I am an SSD designer, and would like to use blktrace tool to analyze the block I/O pattern and behaviors when running rocksDB.
I know users of rocksDB normally do small size read and big size write, and the IO pattern of compaction is possible to be large file read and write.
So do we have any way to identify if it is user operation or compaction operation?
Blktrace tool only show the process when I run db_bench.
I cannot distinguish what block are from compaction.
Hi,
Let me start with a brief description of the i/o pattern.
-
User Get: usually need to read a single “block” of data this is a rocksdb block which may not be aligned and will preform normally 2 blocks of reads.
-
User Iterator: read from a few sequential streams one block at a time (pre-fetch is optional)
-
Flush write sequential stream
-
Compaction: read from a few sequential streams usually two, and writes a sequential stream.
-
Most of the users of rocksdb use WAL and hence there is a small sequential write (usually with sync) for every write performed by the user.
Unless you set the option of “direct i/o” those requests are send to the file system which has its own logic on fetching and staging of data.

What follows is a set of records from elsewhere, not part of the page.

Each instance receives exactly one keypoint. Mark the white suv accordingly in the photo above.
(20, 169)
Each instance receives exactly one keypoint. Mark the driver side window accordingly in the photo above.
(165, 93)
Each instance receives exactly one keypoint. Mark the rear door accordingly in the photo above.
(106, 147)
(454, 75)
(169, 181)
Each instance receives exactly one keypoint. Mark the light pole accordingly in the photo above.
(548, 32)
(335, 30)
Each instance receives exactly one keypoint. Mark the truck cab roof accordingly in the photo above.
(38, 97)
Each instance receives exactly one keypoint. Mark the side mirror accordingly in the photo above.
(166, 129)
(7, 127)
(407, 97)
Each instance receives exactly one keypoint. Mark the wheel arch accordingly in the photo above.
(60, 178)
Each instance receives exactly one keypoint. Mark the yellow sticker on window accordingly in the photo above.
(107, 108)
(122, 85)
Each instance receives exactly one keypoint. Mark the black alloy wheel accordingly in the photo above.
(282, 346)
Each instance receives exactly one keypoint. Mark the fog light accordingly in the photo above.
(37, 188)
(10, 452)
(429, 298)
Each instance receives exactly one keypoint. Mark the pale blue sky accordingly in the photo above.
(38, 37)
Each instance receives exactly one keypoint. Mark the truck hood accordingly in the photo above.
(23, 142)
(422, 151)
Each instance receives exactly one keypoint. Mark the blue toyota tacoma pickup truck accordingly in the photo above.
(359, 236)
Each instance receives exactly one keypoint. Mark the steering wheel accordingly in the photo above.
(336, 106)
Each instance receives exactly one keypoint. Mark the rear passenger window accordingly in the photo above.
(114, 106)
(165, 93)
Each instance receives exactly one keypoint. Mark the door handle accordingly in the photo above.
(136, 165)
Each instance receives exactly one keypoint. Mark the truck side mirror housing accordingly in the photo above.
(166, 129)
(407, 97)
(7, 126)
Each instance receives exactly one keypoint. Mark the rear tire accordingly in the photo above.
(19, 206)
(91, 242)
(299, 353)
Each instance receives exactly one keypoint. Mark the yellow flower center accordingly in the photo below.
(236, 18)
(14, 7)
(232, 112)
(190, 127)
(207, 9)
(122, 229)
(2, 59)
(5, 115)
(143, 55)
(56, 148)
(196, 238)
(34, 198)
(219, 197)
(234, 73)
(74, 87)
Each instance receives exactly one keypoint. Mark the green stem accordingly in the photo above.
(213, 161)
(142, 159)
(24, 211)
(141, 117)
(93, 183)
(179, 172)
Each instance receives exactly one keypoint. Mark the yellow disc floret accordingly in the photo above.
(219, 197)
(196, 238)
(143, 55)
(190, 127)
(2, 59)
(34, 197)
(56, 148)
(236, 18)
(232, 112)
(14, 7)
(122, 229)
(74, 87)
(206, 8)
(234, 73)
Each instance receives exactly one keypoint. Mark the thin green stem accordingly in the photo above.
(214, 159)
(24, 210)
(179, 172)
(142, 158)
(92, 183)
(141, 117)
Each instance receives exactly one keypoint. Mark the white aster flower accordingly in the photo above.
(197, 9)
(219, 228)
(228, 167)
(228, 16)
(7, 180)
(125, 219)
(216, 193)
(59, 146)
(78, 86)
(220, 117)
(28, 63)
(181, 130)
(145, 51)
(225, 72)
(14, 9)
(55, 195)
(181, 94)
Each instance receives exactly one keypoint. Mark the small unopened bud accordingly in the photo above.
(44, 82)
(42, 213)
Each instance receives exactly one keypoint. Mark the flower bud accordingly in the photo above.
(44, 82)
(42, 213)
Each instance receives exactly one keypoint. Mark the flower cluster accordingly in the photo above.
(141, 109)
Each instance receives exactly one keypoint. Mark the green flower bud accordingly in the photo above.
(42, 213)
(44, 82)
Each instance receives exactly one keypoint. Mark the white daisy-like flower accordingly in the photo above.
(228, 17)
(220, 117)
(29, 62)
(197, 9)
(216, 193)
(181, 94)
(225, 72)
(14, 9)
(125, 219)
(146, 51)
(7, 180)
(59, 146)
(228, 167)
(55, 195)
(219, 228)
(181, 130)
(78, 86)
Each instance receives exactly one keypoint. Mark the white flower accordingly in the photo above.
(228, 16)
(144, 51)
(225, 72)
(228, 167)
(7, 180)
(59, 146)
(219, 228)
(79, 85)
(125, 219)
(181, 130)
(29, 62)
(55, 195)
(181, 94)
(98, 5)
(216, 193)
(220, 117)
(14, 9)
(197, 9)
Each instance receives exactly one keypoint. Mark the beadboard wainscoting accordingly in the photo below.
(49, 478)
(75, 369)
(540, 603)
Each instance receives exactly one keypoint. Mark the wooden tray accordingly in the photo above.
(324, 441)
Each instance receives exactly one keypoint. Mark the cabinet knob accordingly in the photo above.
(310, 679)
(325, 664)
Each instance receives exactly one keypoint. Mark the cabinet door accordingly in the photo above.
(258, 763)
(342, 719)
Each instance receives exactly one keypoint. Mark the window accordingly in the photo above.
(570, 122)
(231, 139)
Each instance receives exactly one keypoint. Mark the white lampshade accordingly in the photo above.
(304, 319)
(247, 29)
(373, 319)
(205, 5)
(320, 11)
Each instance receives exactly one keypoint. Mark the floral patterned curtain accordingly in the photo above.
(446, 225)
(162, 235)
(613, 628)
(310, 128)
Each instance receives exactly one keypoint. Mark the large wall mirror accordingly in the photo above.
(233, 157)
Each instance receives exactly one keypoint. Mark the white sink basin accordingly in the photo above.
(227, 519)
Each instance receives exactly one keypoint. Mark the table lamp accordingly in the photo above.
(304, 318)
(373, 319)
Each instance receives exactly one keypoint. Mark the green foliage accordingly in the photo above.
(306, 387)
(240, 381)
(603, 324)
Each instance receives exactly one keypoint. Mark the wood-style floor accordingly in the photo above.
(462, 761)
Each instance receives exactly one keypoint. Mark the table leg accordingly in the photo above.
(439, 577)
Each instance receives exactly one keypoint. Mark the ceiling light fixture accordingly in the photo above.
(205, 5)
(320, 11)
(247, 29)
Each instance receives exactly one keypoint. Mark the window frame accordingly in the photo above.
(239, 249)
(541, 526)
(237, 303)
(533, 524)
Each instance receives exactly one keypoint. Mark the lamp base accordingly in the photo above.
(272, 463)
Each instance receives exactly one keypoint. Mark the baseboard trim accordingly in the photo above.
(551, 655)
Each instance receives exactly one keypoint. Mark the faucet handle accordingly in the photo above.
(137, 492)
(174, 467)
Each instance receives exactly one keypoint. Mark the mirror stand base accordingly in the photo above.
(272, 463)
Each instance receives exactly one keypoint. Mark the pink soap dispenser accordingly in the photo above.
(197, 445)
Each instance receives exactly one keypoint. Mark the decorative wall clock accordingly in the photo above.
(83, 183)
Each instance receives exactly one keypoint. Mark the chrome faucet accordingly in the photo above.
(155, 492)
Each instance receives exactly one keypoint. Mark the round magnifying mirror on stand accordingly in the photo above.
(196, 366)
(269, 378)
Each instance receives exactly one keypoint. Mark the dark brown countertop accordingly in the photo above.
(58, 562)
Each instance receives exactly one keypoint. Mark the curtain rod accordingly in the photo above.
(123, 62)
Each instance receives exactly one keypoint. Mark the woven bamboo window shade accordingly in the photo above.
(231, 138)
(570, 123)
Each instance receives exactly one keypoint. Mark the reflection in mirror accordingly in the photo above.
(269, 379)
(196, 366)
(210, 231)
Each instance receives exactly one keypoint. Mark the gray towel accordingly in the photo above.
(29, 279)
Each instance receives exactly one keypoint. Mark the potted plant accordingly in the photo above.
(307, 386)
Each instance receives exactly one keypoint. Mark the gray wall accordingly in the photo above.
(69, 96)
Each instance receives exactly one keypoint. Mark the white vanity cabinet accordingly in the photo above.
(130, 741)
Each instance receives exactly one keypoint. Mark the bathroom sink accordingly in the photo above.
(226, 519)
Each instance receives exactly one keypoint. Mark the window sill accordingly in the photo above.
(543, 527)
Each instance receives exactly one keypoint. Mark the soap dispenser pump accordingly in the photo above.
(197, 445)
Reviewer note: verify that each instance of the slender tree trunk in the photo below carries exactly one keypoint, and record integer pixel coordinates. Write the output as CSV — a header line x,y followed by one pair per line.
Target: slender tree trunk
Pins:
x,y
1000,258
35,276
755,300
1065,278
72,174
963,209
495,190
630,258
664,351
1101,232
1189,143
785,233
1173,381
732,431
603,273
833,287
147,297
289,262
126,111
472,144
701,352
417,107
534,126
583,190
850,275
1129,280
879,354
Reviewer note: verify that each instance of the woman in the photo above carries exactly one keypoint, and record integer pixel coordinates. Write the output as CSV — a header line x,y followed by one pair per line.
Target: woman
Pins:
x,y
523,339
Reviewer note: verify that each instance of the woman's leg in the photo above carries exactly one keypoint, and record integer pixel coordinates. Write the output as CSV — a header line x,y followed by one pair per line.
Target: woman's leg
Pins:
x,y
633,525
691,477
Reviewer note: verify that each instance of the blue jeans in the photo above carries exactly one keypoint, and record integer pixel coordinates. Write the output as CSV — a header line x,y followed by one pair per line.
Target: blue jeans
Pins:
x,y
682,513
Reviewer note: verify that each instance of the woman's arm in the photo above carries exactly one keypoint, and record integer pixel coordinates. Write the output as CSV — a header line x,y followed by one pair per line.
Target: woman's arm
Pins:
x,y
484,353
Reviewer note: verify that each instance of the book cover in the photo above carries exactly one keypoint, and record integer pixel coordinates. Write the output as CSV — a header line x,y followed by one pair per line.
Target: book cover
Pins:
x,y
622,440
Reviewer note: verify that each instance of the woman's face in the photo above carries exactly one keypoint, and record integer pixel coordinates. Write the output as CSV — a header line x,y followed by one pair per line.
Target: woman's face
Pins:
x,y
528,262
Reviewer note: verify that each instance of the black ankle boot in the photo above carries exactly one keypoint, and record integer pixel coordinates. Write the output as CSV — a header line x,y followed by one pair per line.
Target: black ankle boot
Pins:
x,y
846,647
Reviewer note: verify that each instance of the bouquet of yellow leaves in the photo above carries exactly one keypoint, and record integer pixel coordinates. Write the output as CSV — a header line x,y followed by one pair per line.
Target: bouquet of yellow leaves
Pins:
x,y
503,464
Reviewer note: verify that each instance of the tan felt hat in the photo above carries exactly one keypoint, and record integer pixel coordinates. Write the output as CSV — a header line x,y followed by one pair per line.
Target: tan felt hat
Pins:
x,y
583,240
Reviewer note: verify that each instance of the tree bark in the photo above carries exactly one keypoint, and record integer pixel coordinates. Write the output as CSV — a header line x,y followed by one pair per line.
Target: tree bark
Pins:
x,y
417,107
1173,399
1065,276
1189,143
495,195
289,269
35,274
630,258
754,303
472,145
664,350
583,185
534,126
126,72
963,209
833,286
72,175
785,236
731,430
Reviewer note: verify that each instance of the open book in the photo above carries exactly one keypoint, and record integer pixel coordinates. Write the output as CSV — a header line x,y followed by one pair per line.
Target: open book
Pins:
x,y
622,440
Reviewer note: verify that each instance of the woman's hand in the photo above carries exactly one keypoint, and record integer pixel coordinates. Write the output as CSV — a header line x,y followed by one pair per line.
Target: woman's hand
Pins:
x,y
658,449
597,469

The place that a dedicated SSD can help is the support for multiple parallel sequences and a dedicated persistent cache for the WAL. The response time is critical for user read and WAL writes the bandwidth is critical for other read and for the sequential writes
from Mark C.:
Some notes here → Small Datum: RocksDB internals: prefetch and/or readahead
I have little experience with blktrace. This might be easier when RocksDB is configured to use O_DIRECT for both user reads and compaction. With O_DIRECT for compaction the option writable_file_max_buffer_size determines the size of the write done by RocksDB from userland. And the option compaction_readahead_size determines the size of the reads done by compaction from userland. So compaction reads and writes should be much larger than user reads done for queries (which have a size <= the block_size option).